10,000 words has a useful and interesting tribute to text editors. There, Ethan Klapper looks at tools to deal with HTML, PHP and CSS files — three types of web code modern journalists should at least be familiar with, if not fluent in.

I use the mentioned Notepad ++ to work on this site. The application is useful because it understands HTML, PHP and CSS code using colour and collapsible sections to make the job easier. There is a reason geeks like text. The rest of us can learn from them.

Plain text is underrated as a writing tool. I’ve just returned from covering a conference. When I arrived at the venue, the version of Microsoft Office installed on my laptop had timed out and there wasn’t an opportunity to fix matters.

This meant I had to file my stories using plain text. It worked perfectly and I barely skipped a beat.

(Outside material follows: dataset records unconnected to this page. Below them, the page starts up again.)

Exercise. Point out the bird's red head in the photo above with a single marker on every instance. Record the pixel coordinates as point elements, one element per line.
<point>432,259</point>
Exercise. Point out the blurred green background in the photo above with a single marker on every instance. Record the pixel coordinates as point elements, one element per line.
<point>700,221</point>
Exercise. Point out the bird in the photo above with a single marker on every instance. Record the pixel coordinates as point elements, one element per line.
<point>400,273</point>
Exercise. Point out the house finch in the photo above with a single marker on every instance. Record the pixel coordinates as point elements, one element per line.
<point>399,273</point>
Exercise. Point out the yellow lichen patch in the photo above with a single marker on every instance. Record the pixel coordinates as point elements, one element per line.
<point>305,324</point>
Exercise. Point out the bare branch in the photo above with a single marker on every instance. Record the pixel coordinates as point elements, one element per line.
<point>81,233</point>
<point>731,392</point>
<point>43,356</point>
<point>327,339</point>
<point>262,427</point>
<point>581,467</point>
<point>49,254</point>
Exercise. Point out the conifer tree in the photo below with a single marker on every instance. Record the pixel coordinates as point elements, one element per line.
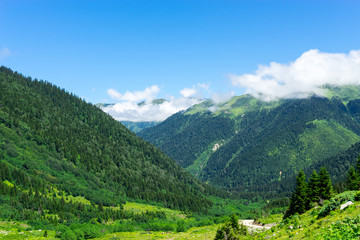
<point>357,168</point>
<point>313,187</point>
<point>324,184</point>
<point>298,202</point>
<point>352,180</point>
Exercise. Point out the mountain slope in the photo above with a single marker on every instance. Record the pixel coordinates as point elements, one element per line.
<point>75,147</point>
<point>263,144</point>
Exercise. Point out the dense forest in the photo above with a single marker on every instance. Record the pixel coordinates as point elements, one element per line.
<point>58,138</point>
<point>262,145</point>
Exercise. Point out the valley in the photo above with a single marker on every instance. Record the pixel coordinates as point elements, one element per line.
<point>70,171</point>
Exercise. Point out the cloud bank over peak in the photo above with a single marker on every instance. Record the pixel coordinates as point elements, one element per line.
<point>128,108</point>
<point>148,94</point>
<point>303,77</point>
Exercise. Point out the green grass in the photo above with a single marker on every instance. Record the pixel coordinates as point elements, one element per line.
<point>142,207</point>
<point>19,230</point>
<point>309,226</point>
<point>196,233</point>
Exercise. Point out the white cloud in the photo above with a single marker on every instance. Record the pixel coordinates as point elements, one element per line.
<point>5,52</point>
<point>148,94</point>
<point>303,77</point>
<point>188,92</point>
<point>128,109</point>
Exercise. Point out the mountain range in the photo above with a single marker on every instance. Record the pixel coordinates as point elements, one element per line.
<point>253,146</point>
<point>51,135</point>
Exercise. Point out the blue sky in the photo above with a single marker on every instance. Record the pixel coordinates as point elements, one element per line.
<point>89,47</point>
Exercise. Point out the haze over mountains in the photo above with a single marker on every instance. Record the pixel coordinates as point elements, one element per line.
<point>66,143</point>
<point>251,145</point>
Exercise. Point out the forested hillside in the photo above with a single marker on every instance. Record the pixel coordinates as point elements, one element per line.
<point>55,139</point>
<point>253,146</point>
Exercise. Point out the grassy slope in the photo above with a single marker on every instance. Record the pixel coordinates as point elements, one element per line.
<point>20,230</point>
<point>310,226</point>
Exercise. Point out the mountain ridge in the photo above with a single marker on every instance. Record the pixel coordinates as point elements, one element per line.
<point>267,142</point>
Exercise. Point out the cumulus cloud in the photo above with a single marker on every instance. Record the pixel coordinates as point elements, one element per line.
<point>303,77</point>
<point>129,109</point>
<point>5,52</point>
<point>148,94</point>
<point>188,92</point>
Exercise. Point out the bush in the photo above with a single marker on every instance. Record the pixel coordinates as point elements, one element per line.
<point>68,235</point>
<point>335,202</point>
<point>160,226</point>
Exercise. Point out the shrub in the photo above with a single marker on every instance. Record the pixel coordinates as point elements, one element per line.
<point>335,203</point>
<point>68,235</point>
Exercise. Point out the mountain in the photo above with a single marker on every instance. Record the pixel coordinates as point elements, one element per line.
<point>64,143</point>
<point>136,126</point>
<point>253,146</point>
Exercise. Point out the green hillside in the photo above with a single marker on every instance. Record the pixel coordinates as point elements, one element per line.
<point>252,146</point>
<point>59,140</point>
<point>138,126</point>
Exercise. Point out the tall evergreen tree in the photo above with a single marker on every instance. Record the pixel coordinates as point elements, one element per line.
<point>324,184</point>
<point>352,180</point>
<point>298,202</point>
<point>357,167</point>
<point>313,187</point>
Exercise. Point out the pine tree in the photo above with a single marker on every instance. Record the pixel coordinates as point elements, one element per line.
<point>299,202</point>
<point>324,184</point>
<point>352,180</point>
<point>313,187</point>
<point>357,168</point>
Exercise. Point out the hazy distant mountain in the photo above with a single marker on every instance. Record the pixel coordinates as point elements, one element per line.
<point>255,146</point>
<point>65,143</point>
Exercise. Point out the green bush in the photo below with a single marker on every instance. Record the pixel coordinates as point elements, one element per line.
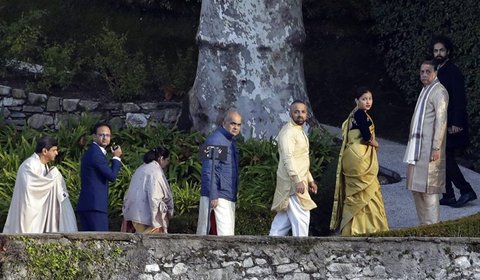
<point>22,40</point>
<point>124,74</point>
<point>58,68</point>
<point>463,227</point>
<point>404,30</point>
<point>258,164</point>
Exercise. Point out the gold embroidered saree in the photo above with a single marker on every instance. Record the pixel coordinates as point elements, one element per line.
<point>358,203</point>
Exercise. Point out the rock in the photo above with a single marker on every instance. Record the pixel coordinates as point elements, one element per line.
<point>180,268</point>
<point>39,121</point>
<point>35,99</point>
<point>137,120</point>
<point>32,109</point>
<point>18,93</point>
<point>116,123</point>
<point>130,107</point>
<point>149,105</point>
<point>88,105</point>
<point>152,268</point>
<point>5,112</point>
<point>5,91</point>
<point>10,101</point>
<point>53,104</point>
<point>70,105</point>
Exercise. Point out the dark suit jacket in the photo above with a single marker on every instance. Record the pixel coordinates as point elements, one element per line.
<point>452,79</point>
<point>95,174</point>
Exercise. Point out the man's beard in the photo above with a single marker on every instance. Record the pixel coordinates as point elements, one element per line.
<point>299,121</point>
<point>440,59</point>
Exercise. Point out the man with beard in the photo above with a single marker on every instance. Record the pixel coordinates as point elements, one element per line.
<point>457,124</point>
<point>95,173</point>
<point>292,201</point>
<point>425,154</point>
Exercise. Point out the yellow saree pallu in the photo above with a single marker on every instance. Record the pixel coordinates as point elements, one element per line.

The experience reminded me of what I’ve already written about, Word is a huge complex application, journalists barely use 10 percent of its functionality.

One thought on “Text editor tribute at 10,000 Words

  1. I’m a big fan of Notepad++ myself and when I moved to a Mac it took me a long time to find something comparable.
    Eventually I chose Coda largely because it integrated both FTP and version control within the editor. As a programmer it completely streamlined my workflow saving me a huge amount of time and multiple purchases of software.

    Like Word, I still don’t use anywhere near its full potential, but I like it as much as I liked Notepad++ on my PC.